Un número indeterminado de francotiradores israelíes se emplazó en los techos de varios edificios, dijeron fuentes palestinas.
Las fuerzas israelíes, apoyadas por helicópteros Apache y decenas de tanques comenzaron la invasión esta madrugada con la misión de descubrir túneles clandestinos empleados para el contrabando de armas, explosivos y mercancías en general procedentes de Egipto.
Otros dos palestinos, dos miembros de la resistencia -uno de la Yihad Islámica y otro de las Brigadas de los Mártires de Al Aksa- fueron abatidos después de matar en la noche del lunes a dos oficiales israelíes en la convulsionada franja de Gaza.

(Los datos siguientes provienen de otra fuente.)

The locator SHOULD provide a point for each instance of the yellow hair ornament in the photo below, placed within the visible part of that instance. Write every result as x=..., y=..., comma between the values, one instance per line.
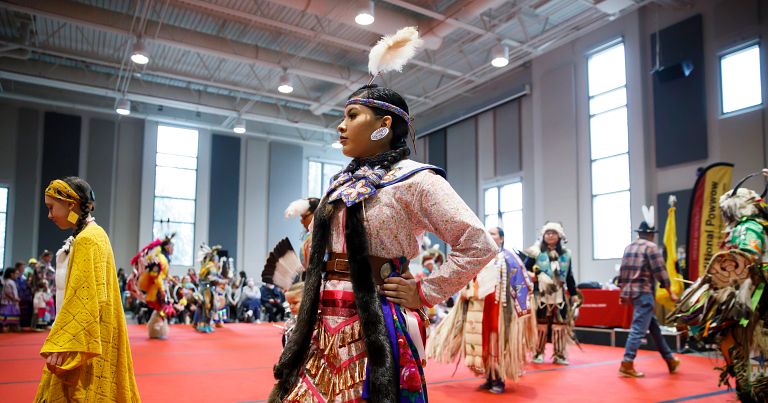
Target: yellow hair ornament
x=61, y=190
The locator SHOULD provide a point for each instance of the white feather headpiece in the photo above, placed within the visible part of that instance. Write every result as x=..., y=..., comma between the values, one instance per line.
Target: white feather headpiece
x=297, y=208
x=649, y=216
x=392, y=52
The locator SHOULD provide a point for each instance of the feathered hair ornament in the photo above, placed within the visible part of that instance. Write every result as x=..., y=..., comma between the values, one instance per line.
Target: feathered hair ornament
x=297, y=208
x=649, y=216
x=392, y=52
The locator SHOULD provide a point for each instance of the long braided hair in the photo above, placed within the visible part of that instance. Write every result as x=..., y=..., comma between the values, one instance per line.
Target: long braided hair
x=382, y=380
x=87, y=200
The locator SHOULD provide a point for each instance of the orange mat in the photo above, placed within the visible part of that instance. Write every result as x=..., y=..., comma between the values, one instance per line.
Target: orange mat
x=234, y=364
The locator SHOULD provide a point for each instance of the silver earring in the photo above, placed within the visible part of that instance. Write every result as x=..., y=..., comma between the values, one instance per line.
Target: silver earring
x=379, y=133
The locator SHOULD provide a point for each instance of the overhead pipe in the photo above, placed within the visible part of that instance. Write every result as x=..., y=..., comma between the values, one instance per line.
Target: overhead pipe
x=386, y=22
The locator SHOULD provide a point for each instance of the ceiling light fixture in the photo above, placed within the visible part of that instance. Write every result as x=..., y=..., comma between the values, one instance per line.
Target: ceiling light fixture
x=285, y=84
x=500, y=56
x=365, y=15
x=139, y=54
x=123, y=107
x=239, y=126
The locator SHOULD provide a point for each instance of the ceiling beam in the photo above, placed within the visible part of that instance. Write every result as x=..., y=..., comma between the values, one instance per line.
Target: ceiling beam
x=99, y=84
x=237, y=15
x=117, y=23
x=155, y=117
x=94, y=59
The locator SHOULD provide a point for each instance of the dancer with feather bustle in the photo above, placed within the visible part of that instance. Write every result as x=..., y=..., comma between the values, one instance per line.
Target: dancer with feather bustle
x=491, y=326
x=359, y=335
x=728, y=304
x=553, y=269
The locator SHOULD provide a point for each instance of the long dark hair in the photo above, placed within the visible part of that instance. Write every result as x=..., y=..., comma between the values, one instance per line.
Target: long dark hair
x=313, y=203
x=87, y=200
x=399, y=127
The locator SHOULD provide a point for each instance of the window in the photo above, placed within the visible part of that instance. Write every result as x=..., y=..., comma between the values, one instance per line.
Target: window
x=319, y=177
x=609, y=151
x=740, y=79
x=175, y=190
x=504, y=208
x=3, y=221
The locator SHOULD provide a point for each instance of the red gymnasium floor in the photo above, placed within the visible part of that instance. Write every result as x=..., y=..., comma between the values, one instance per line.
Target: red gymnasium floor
x=234, y=365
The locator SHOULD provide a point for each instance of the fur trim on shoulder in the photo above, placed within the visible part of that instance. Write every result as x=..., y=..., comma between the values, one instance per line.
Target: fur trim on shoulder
x=742, y=204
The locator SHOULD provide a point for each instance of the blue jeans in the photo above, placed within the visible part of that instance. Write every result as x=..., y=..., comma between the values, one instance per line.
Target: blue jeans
x=644, y=320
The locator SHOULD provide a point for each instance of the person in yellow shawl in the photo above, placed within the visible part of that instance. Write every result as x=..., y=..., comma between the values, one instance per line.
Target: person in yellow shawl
x=87, y=354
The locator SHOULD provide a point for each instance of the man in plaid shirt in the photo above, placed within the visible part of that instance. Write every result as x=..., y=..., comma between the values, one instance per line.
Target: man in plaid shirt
x=641, y=267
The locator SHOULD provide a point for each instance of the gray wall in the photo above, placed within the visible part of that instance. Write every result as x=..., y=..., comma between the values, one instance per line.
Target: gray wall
x=124, y=233
x=461, y=160
x=101, y=167
x=285, y=185
x=110, y=160
x=225, y=192
x=554, y=132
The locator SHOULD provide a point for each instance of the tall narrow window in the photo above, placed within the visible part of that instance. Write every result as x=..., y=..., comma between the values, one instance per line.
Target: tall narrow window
x=609, y=151
x=319, y=176
x=3, y=220
x=175, y=190
x=740, y=82
x=504, y=208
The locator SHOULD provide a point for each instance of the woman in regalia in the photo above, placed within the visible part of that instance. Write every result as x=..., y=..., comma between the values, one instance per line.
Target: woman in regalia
x=87, y=353
x=359, y=334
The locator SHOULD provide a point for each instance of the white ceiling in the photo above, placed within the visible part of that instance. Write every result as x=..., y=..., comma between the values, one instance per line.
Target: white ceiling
x=214, y=60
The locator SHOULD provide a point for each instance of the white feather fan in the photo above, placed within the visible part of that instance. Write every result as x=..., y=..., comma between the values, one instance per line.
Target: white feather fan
x=393, y=51
x=283, y=266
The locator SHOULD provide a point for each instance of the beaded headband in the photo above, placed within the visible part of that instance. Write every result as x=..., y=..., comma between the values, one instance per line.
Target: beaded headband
x=381, y=105
x=58, y=189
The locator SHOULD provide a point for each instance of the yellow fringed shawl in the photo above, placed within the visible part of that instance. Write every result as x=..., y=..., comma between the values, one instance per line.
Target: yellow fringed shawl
x=91, y=327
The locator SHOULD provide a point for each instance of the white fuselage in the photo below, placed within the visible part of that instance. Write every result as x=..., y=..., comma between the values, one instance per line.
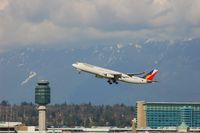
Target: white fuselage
x=109, y=74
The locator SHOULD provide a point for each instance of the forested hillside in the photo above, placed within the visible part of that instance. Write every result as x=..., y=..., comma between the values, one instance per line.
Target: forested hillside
x=69, y=115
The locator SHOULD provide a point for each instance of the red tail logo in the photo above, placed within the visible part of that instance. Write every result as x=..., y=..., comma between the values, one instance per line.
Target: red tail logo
x=151, y=75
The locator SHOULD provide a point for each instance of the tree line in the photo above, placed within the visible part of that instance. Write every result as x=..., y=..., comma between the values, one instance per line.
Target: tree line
x=69, y=115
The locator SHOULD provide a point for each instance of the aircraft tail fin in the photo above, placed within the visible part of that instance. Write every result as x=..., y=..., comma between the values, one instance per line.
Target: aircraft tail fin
x=149, y=76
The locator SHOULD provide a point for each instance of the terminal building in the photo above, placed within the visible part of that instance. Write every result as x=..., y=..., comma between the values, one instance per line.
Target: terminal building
x=167, y=114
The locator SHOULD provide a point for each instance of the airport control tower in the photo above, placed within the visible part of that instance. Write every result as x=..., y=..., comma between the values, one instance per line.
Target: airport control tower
x=42, y=98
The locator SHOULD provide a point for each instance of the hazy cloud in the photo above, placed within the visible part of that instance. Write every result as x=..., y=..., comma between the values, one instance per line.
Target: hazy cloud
x=46, y=22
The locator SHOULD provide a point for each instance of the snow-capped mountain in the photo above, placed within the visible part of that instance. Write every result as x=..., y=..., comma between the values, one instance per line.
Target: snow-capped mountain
x=178, y=63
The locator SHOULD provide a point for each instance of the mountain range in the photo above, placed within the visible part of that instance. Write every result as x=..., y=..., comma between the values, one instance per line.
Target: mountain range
x=178, y=62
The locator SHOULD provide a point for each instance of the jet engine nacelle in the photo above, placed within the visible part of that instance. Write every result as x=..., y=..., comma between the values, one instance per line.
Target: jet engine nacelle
x=102, y=75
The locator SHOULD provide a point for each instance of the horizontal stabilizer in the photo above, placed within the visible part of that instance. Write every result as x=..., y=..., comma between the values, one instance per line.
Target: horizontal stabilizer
x=133, y=74
x=149, y=76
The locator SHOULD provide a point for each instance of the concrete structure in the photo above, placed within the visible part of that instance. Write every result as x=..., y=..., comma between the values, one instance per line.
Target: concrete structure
x=42, y=98
x=141, y=117
x=42, y=118
x=8, y=127
x=167, y=114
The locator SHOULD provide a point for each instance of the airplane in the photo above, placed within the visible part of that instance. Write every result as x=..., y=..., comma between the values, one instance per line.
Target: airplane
x=114, y=76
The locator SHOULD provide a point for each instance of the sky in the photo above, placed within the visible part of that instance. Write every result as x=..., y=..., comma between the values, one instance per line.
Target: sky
x=89, y=22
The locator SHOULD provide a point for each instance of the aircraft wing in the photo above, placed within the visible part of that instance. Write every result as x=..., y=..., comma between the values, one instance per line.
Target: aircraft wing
x=117, y=76
x=133, y=74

La intensificación de las hostilidades, que se extendió a Cisjordania, donde la resistencia hirió el lunes a un civil y a un policía de frontera de Israel en el distrito de Hebrón, se produjo tras el fracaso de Egipto y la Autoridad Nacional Palestina (ANP) por conseguir un alto al fuego con Israel por parte de las facciones del alzamiento independentista en Cisjordania y Gaza.
HAMAS y la Yihad Islámica condicionaron su aceptación de una tregua (udna) a que el Gobierno israelí también se comprometa a cesar «las agresiones contra el pueblo palestino», y ponga fin a la ocupación militar en esos territorios, que dura ya 36 años.

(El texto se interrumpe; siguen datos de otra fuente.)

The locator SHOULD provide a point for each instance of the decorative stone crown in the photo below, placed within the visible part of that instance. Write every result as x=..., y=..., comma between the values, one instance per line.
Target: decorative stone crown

El primer ministro israelí, Ariel Sharón, aseguró al ministro egipcio de Exteriores, Ahmed Maher, quien le visitó el lunes en Jerusalén, que el Ejército israelí cesará sus actividades contra la resistencia palestina si sus facciones proclaman una tregua, pero Israel, agregó, «no negociará con esas organizaciones terroristas».
Poco después, Maher fue objeto de una agresión por parte de un grupo de extremistas musulmanes cuando, después de reunirse con Sharón y otras personalidades israelíes para impulsar el ahora estancado proceso de paz, visitaba la mezquita sagrada de Al Aksa.
El Gobierno del presidente Yaser Arafat y el primer ministro Ahmed Qurea (Abu Alá), que repudió enérgicamente el ataque contra Maher, anunció hoy en Ramala el envío de una delegación oficial a El Cairo para pedirle excusas por el incidente.
La delegación estará encabezada por el ministro palestino de Exteriores, Nabil Shaat, y el director del Departamento Político de la Organización para la Liberación de Palestina (OLP), Faruk Kadumi.
Ocho supuestos militantes del Movimiento Islámico de Liberación, todos miembros de la comunidad palestina de Jerusalén, fueron arrestados por la policía israelí.
Esta noche las fuerzas del Ejército israelí seguían acantonadas en Rafah, sur de la franja de Gaza, una de las localidades más afectadas por la violencia desde que comenzó la «Intifada de la mezquita de Al Aksa», el 28 de septiembre del 2000, tras la visita que efectuó a este lugar el actual primer ministro israelí Sharón.